= Raymond Burgard =

French resistance member (1892–1944)

Raymond Burgard (15 September 1892 in Troyes - 15 June 1944 in Cologne) was a French Resistance worker.

==Life==
Alsatian in origin, he graduated in grammar in 1928. In September 1937, he was made literature professor at lycée Buffon in Paris. A trade unionist, he stood as a candidate for the Syndicat des personnels de l'enseignement secondaire (SPES) in the elections to the Conseil supérieur de l'Instruction publique (CSIP) in May 1938. In September he joined the anti-Munich camp.

A protester from the outset, he founded the resistance movement in Valmy on 21 September 1940, with four friends from the left-leaning Catholic group Jeune République. The group produced several posters, posted on Paris walls or over German posters. One proclaimed Vive la République, quand même (Long live the Republic, whatever happens). Burgard also edited tracts in German aimed at sapping the occupying troops' morale and encouraging them to disobey their officers. In January 1941, he prepared the first edition of the journal Valmy, of which only 50 copies were printed. Burgard produced its editorial, entitled Certitudes .
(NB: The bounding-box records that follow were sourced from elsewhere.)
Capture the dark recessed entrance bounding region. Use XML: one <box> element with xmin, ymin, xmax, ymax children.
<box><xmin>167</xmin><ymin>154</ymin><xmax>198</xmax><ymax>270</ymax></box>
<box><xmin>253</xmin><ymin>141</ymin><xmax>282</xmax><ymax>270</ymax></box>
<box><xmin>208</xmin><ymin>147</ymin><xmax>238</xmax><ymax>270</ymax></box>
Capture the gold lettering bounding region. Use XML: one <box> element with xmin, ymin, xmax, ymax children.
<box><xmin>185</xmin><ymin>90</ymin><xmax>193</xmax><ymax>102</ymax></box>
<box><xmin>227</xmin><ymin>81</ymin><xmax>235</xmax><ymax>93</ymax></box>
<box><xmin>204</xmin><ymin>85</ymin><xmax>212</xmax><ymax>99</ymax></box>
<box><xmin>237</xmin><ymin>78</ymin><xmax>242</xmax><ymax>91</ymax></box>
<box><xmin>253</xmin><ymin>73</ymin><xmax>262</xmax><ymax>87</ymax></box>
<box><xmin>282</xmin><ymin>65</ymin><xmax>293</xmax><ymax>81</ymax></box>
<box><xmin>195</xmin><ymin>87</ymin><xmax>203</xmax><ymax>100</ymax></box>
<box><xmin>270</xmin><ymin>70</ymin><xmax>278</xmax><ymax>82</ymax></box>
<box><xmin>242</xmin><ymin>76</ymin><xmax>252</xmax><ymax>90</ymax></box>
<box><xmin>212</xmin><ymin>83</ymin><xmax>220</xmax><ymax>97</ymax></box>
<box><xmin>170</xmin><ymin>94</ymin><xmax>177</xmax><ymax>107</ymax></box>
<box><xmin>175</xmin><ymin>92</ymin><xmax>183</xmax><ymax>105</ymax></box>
Thinking himself protected by his Alsatian origins, Raymond Burgard openly participated in the organisation of demonstrations, even encouraging his students to take part in the one on 11 November 1940. In 1941, he participated in the commemoration of Joan of Arc at which several people sang la Marseillaise.

The Valmy group was dismantled in spring 1942 and Raymond Burgard was arrested at his home by the Geheime Feldpolizei (GFP) on 2 April 1942. Some lycéens of the lycée Buffon demonstrated in favour of his release, and were arrested and shot. In 1943, his wife posed for La femme assise by René Iché. Burgard was beheaded in prison at Cologne, on 15 June 1944.

===Journal Valmy===

A BBC interview of Paul Simon (interviewer - Jean Oberlé) on 3 February 1942 (published in Les Voix de la Liberté, Documentation française, 1975) ran thus

J. Oberlé : Why have you chosen this title ?
P. Simon : Because the battle of Valmy was the first battle of the Revolution in which the French beat the Prussians. It was also because our little journal bears the motto, below the title, "Only one enemy, the invader".
J. Oberlé : And how have you produced your journal ?
P. Simon : It wasn't easy. The first issue was prepared in January '41. We printed it with a child's printing press. It took us a month to print 50 copies. Each copy consisted of a single sheet of paper, printed front and back.